Gatt laughed. "You worry too much."

The Iron Bull glanced back over his shoulder again. "They're my men," he said simply. "Some of them have been with me for years."

Ren wondered exactly how old he was. If he'd spent years as a mercenary, and years in Seheron before that ... forty, maybe? Mid-thirties? Did Qunari live longer than other races, or the same length of time? She was 25, and that felt young, especially on nights when Cullen and Leliana started reminiscing about the Blight. Sometimes she wondered why they all let someone of her youth and inexperience run the Inquisition ... but they did, and most days their confidence in her gave her strength when she wanted to run and hide from the weight of what she had to accomplish.

There was an advance of Venatori in front of them, and Ren took advantage of being in the back of the pack to get low and move stealthily through the thick grass, coming out of it behind one of the Venatori and slitting his throat. The others were all engaged in the battle by that point, and there was a loud, bloody few minutes before the last Venatori fell.

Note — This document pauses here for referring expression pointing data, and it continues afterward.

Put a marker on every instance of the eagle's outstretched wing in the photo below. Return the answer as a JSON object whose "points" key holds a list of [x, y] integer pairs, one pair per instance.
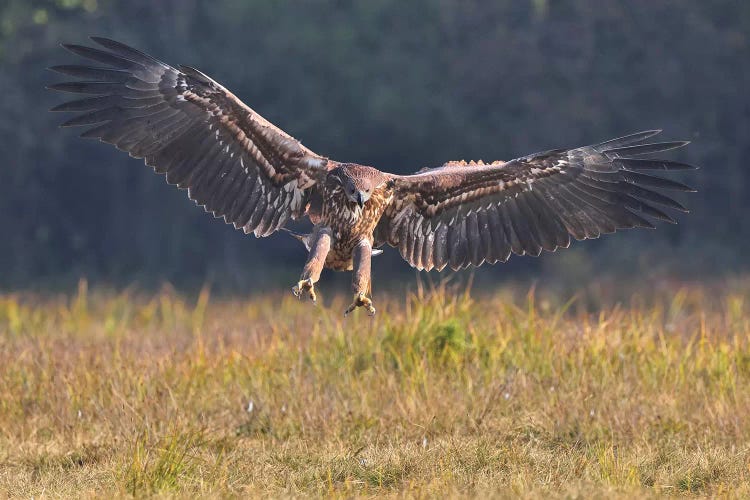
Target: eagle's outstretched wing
{"points": [[465, 214], [231, 160]]}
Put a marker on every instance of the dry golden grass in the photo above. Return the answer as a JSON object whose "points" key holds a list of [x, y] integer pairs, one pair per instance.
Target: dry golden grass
{"points": [[441, 395]]}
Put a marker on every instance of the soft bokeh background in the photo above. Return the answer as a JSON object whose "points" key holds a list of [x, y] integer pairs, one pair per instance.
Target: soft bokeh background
{"points": [[399, 85]]}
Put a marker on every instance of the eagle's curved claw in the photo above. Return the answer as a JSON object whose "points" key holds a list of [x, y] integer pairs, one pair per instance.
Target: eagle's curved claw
{"points": [[361, 300], [305, 286]]}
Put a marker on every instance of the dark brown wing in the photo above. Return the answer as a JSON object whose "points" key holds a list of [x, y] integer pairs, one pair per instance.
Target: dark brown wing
{"points": [[231, 160], [465, 214]]}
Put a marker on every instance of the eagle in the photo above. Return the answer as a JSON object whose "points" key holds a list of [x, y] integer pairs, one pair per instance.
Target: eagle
{"points": [[242, 168]]}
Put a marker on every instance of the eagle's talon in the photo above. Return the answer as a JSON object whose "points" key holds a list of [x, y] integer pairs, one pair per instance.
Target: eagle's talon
{"points": [[305, 286], [361, 300]]}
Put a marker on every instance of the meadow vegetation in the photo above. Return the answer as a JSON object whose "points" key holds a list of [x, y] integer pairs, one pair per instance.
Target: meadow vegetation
{"points": [[445, 393]]}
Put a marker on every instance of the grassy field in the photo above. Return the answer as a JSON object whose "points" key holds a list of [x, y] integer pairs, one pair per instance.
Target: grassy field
{"points": [[445, 393]]}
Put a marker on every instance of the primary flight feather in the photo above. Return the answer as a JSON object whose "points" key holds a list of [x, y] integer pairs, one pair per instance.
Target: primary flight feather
{"points": [[239, 166]]}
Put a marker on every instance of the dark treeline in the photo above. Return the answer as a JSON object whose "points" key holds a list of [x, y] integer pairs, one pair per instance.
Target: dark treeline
{"points": [[396, 84]]}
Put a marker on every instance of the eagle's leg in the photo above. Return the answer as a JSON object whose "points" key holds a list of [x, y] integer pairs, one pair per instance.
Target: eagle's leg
{"points": [[320, 244], [361, 277]]}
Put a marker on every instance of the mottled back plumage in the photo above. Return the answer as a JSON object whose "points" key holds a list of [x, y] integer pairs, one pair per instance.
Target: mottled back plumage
{"points": [[242, 168]]}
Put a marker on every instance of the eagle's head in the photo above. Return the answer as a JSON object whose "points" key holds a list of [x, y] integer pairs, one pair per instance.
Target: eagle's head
{"points": [[357, 181]]}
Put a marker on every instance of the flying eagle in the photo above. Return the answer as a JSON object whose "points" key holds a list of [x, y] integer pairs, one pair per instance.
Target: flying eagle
{"points": [[240, 167]]}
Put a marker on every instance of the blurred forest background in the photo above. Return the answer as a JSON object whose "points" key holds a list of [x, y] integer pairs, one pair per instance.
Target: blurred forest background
{"points": [[394, 84]]}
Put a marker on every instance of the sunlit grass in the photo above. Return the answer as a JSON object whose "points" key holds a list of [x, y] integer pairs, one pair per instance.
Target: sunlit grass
{"points": [[445, 393]]}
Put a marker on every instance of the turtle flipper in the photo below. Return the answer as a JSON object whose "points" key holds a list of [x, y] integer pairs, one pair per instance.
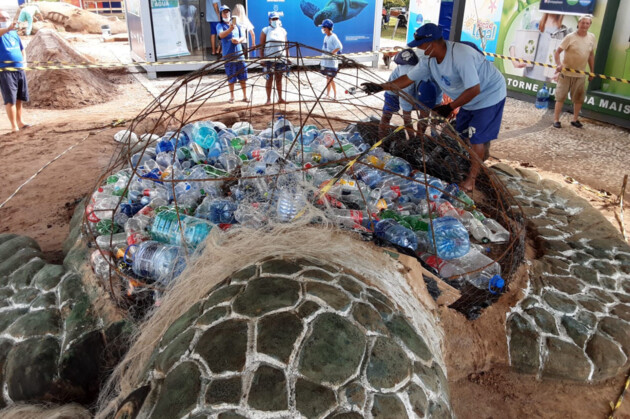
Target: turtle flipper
{"points": [[308, 8]]}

The Iron Bull slapped a bandage on a cut on his upper arm, and Dorian healed a wounded shoulder.

Gatt watched Dorian with undisguised hostility. "You must wish you were back in Tevinter, mage. No soldiers to guard you here, no slaves to wait on you."

Dorian raised an eyebrow. "So true. But it's the lack of fashion that really strikes fear into my heart," he said with an exaggerated sigh.

"You know nothing of fear," Gatt said in a low voice like a blade's edge.

In a similarly sharp and deadly tone, one she rarely heard from him, Dorian said, "And you intend to teach me?"

Gatt pulled back from the potential conflict. "No. You serve the Inquisition, and the Ben-Hassrath wish an alliance. It's enough, for now."

"For now, eh?" Dorian said under his breath to Ren. "I'd watch that one if I were you."

"I am. Bull may trust him, but that doesn't mean the rest of us can."

"My sentiments exactly."

The Iron Bull glanced at them. He didn't need to hear their words to know what they were saying; neither did Gatt, who was watching Ren and the mage closely. Not that anyone expected them to trust Gatt, but it wasn't good to be too open about it.

"Come on," the Iron Bull said loudly. "Let's go find the rest of these Vints and take 'em out. I want to see that dreadnought in action."

Gatt gave him a grim smile. "Just like old times."